Zeynep Tufekci, who is a fellow at Princeton, blogs:

There has also been great pressure on media to self-censure (to be honest, most Turkish mainstream media is not lining up for press courage awards, either, so most have been compliant and cowardly to the degree that CNN Turkey was showing cooking shows while CNN international was showing the protests in Turkey as a major news story yesterday).

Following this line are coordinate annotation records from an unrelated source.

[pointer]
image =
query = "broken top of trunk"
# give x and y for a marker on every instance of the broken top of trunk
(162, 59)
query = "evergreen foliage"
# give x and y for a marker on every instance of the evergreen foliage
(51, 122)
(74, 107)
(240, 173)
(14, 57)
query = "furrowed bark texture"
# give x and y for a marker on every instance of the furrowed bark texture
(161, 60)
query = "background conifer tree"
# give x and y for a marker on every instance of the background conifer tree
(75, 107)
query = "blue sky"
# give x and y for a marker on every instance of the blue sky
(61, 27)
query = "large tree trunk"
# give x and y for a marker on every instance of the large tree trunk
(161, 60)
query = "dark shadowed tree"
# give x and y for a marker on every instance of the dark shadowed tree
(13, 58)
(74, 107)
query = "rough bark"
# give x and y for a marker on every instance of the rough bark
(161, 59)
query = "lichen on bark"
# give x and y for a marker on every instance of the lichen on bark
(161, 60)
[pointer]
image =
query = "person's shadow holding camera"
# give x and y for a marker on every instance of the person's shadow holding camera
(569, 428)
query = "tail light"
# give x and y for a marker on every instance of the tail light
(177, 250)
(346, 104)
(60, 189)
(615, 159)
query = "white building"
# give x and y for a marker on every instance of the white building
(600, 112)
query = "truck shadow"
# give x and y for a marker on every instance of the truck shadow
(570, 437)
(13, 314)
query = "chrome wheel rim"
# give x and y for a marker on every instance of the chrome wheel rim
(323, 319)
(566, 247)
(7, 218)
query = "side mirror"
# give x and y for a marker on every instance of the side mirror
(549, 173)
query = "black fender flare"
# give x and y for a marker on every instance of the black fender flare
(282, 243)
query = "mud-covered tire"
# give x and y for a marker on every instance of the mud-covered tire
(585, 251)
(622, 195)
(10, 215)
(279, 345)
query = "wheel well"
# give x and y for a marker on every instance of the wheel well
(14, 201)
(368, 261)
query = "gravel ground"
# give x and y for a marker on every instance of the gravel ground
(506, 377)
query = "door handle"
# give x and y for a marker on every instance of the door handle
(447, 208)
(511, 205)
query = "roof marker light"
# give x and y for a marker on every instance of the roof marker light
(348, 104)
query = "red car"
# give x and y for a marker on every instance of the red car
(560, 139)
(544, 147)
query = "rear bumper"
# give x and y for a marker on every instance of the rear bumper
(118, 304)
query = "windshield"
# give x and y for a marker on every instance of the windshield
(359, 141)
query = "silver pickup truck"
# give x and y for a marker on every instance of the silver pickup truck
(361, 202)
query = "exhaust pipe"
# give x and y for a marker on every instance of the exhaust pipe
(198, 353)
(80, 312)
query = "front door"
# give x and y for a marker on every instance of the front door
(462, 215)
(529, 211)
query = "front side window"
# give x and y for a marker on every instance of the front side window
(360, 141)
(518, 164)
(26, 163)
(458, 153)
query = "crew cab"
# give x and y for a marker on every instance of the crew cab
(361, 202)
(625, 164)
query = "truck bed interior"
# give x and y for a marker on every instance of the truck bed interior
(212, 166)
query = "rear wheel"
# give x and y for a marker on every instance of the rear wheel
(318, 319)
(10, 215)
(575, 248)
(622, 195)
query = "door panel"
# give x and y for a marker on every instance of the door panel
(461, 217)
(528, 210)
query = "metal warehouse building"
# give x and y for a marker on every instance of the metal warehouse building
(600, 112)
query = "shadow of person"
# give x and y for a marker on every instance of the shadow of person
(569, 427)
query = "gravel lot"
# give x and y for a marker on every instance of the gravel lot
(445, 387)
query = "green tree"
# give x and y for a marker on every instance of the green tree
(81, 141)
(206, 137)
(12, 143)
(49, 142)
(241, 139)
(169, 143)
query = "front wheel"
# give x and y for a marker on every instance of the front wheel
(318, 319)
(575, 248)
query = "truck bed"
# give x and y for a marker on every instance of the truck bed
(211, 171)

Then [BP: after the crackdown had started], the incompetent and cowardly media coverage started acting as usual–which meant a general blackout of crucial news. This, too, is not unprecedented. Many major news events, recently, have been broken on Twitter including the accidental bombing of Kurdish smugglers in Roboski (Uludere in Turkish) which killed 34 civilians, including many minors.  That story was denied and ignored by mainstream TV channels while the journalists knew something had happened. Finally, one of them, Serdar Akinan, was unable to suppress his own journalist instincts and bought his own plane ticket and ran to the region. His poignant photos of mass lines of coffins, published on Twitter, broke the story and created the biggest political crisis for the government. Serdar, unfortunately, got fired from his job as a journalist.

Bloomberg:

Two minor opposition channels have broadcast the protests extensively. “No television channel is broadcasting what’s happening here except Halk TV and Ulusal TV,” Cansu Kelesoglu, a 24-year-old protester, said in Taksim Square on June 1, when tens of thousands gathered as police withdrew. “We are mostly following the incidents through Twitter.”

Many of the media bosses fund their broadcast and print operations with other businesses in fields including energy, banking and mining.

BP: So hence the self-censorship lest their other interests are also affected… Nevertheless, BBC Monitoring, shows the print media are more forthright in their criticism, both Islamist and secular papers, summarizing (with plenty of excerpts in the article) “[m]ost of the newspapers in Turkey are of the opinion that the protests over the redevelopment of Gezi Park in Istanbul have been mishandled by the police and the government, in particular Prime Minister Recap Tayyip Erdogan”.

Back in 2006 in Thailand you had self-censorship and Thaksin going after journalists as well. Having said that BP is of the view that the situation in Turkey is worse in terms of the number of journalists being jailed and the large fine together with the government going after is critics. Then again, lese majeste is a bigger problem in Thailand due to the severity of the punishment. There are broad comparisons between Erdogan going after his critics just like Thaksin did, but as we saw after the coup removing Thaksin didn’t mean we suddenly have freedom of speech/media….

In subsequent posts will look at the traditional establishment in Turkey, the s0-called deep state, the divide between supporters of the establishment and supporters of the government, and also the opposition/current protest movement demands and so additional comments on the government.